I am unable to reproduce your issue: https://github.com/acrazing/cheapjson/issues/1. My benchmark results:
$ go version
go version devel +b817359 Sat Jul 22 01:29:58 2017 +0000 linux/amd64
$ rm -rf data
$ ls -la data
ls: cannot access 'data': No such file or directory
$ go test -v -run=! -bench=. -benchmem parser_test.go
2017/07/23 02:42:09 big input size: 117265882, normal input size: 763, deep input size: 2134832
goos: linux
goarch: amd64
BenchmarkUnmarshalBigInput-4 1 1107362634 ns/op 278192256 B/op 8280859 allocs/op
BenchmarkSimpleJsonBigInput-4 1 2680878194 ns/op 569595680 B/op 7575252 allocs/op
BenchmarkUnmarshalNormalInput-4 300000 5685 ns/op 4622 B/op 129 allocs/op
BenchmarkSimpleJsonNormalInput-4 200000 9565 ns/op 5602 B/op 87 allocs/op
BenchmarkUnmarshalDeepInput-4 1000 2085186 ns/op 372922 B/op 5134 allocs/op
BenchmarkSimpleJsonDeepInput-4 100 12311435 ns/op 8911102 B/op 6117 allocs/op
PASS
ok command-line-arguments 15.067s
$ ls -la datatotal 116620
drwxr-xr-x 2 peter peter 4096 Jul 23 02:42 .
drwxr-xr-x 5 peter peter 4096 Jul 23 02:42 ..
-rwxr-xr-x 1 peter peter 117265882 Jul 23 02:42 big.json
-rwxr-xr-x 1 peter peter 2134832 Jul 23 02:42 deep.json
-rwxr-xr-x 1 peter peter 763 Jul 23 02:42 normal.json
$ go test -v -run=! -bench=. -benchmem parser_test.go
2017/07/23 02:42:31 big input size: 117265882, normal input size: 763, deep input size: 2134832
goos: linux
goarch: amd64
BenchmarkUnmarshalBigInput-4 1 1140498937 ns/op 278220704 B/op 8280995 allocs/op
BenchmarkSimpleJsonBigInput-4 1 2685285322 ns/op 569592608 B/op 7575242 allocs/op
BenchmarkUnmarshalNormalInput-4 300000 5685 ns/op 4622 B/op 129 allocs/op
BenchmarkSimpleJsonNormalInput-4 200000 9633 ns/op 5601 B/op 87 allocs/op
BenchmarkUnmarshalDeepInput-4 1000 2086891 ns/op 372927 B/op 5134 allocs/op
BenchmarkSimpleJsonDeepInput-4 100 12387413 ns/op 8911084 B/op 6117 allocs/op
PASS
ok command-line-arguments 11.903s
$ ls -la data
total 116624
drwxr-xr-x 2 peter peter 4096 Jul 23 02:42 .

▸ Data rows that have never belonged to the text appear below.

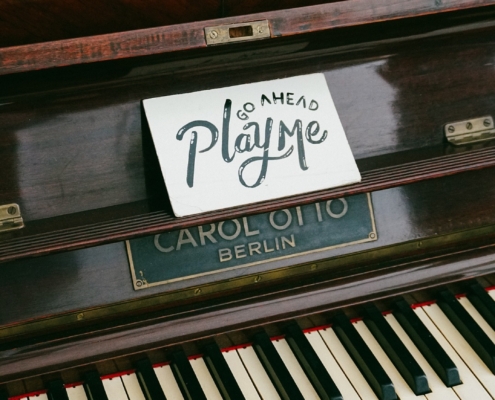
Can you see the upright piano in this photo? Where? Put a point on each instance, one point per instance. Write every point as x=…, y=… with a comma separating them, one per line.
x=407, y=311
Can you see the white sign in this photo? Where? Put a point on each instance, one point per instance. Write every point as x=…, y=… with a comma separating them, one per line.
x=238, y=145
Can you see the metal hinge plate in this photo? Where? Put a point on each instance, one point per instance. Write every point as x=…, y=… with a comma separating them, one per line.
x=470, y=131
x=10, y=217
x=237, y=32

drwxr-xr-x 5 peter peter 4096 Jul 23 02:42 ..
-rwxr-xr-x 1 peter peter 117265882 Jul 23 02:42 big.json
-rwxr-xr-x 1 peter peter 2134832 Jul 23 02:42 deep.json
-rwxr-xr-x 1 peter peter 763 Jul 23 02:42 normal.json
$
I got similar results on four different machines and two Operating systems: three Linux and one Windows.